In the summer, air conditioning and UV rays can often trigger sensitive skin by irritating skin and disrupting its moisture levels, causing it to dry out.
Why does it seem like more people are experiencing sensitive skin than in the past?
There’s been an uptick in the number of people claiming to have sensitive skin, and there are a few reasons for this. Beauty counters and drugstore aisles are overflowing with skincare options, and Ahluwalia believes that the overuse of potent skincare ingredients—like retinol and AHAs (alpha hydroxy acids)—explains in part why more people seem to be suffering from irritated skin than ever before.
“People are constantly looking for the next best thing to solve their acne, their wrinkles or their dull complexion. Often people with pre-existing skin problems are the ones who try extra hard to find that magic trick,” she says. Used in excess, those products can strip the skin and make it more susceptible to irritation, thus making it more reactive.
However, not all experts agree that sensitive skin is actually on the rise. “Some believe that because there’s a heightened awareness around skin conditions like sensitivity,” says Neuser, “this can make it look like [the incidence of sensitivity is] increasing, although it actually isn’t.”
What ingredients should those with sensitive skin avoid?
This differs from person to person, says Ahluwalia. A few common triggers are fragrances, sulfates (like sodium lauryl sulfate) and chemical sunscreen filters (like oxybenzone), as well as acids such as lactic acid and glycolic acid.

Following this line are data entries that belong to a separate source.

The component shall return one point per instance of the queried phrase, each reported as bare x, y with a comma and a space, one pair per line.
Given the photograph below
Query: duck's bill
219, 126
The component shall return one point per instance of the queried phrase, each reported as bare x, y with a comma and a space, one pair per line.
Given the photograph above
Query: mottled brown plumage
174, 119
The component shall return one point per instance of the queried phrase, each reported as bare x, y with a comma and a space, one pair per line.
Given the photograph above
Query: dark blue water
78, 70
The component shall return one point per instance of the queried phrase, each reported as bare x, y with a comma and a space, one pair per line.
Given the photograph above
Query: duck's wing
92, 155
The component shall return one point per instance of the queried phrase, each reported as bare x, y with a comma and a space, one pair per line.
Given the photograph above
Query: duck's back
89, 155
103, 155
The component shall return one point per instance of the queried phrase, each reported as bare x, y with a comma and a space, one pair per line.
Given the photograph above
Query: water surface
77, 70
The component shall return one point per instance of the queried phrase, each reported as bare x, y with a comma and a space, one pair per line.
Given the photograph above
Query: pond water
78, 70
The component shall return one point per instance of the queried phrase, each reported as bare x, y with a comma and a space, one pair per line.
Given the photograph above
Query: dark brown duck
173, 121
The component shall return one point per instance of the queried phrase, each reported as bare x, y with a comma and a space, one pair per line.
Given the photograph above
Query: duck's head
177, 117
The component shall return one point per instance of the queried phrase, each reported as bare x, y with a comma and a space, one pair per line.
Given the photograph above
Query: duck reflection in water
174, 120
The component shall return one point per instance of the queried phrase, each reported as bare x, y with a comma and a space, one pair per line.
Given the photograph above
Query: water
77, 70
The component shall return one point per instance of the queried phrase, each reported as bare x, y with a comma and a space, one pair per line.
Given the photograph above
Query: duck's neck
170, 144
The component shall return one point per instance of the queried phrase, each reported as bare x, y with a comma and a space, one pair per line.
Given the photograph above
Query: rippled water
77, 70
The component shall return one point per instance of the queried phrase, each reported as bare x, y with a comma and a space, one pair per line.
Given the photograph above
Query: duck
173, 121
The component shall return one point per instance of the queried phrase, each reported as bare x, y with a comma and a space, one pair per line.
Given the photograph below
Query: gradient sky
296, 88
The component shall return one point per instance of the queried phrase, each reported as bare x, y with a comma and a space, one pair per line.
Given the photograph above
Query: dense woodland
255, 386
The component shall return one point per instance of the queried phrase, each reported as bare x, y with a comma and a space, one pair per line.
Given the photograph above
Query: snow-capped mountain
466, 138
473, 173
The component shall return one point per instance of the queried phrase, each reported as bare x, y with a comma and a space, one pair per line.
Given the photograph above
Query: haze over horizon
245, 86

Another factor to consider is the pH of your skin. The ideal pH level of skin is around 5.5. “The use of products that are too acidic or [not acidic enough] alter this pH and disrupt the skin barrier which leads to irritated skin,” says Ahluwalia. Many soaps and even tap water can also throw your skin’s pH out of whack.
What ingredients should those with sensitive skin look for?
Neuser recommends fragrance-free products that are specifically formulated for sensitive skin. “They not only avoid using common ingredients known to trigger sensitivity,” she says, “but they often also include ingredients like niacinamide, that can build the skin’s natural barrier and strengthen its resilience.”
Also reach for products with short ingredient lists. “A long list of ingredients includes more chances for reactions and cross-reactivity,” says Ahluwalia. She also advises looking for hydrators like ceramides—natural lipids found in the skin—as they help to maintain a healthy skin barrier.
Finally, it’s beneficial to choose a product with a pH level that’s similar to that of your skin. Some skincare products state their pH level on their packaging; if all else fails, you can also purchase pH test strips online to test your products yourself.
Besides skincare, what can people with sensitive skin do to help prevent flare-ups?
A gentle skincare routine is essential to keep sensitive skin healthy and strong, but lifestyle choices also come into play. To help prevent flare-ups, both Ahluwalia and Neuser suggest managing stress, maintaining a healthy, well-balanced diet (spicy food can trigger flare-ups in some people), exercising regularly to improve blood circulation and quitting smoking as it depletes nutrients in the skin.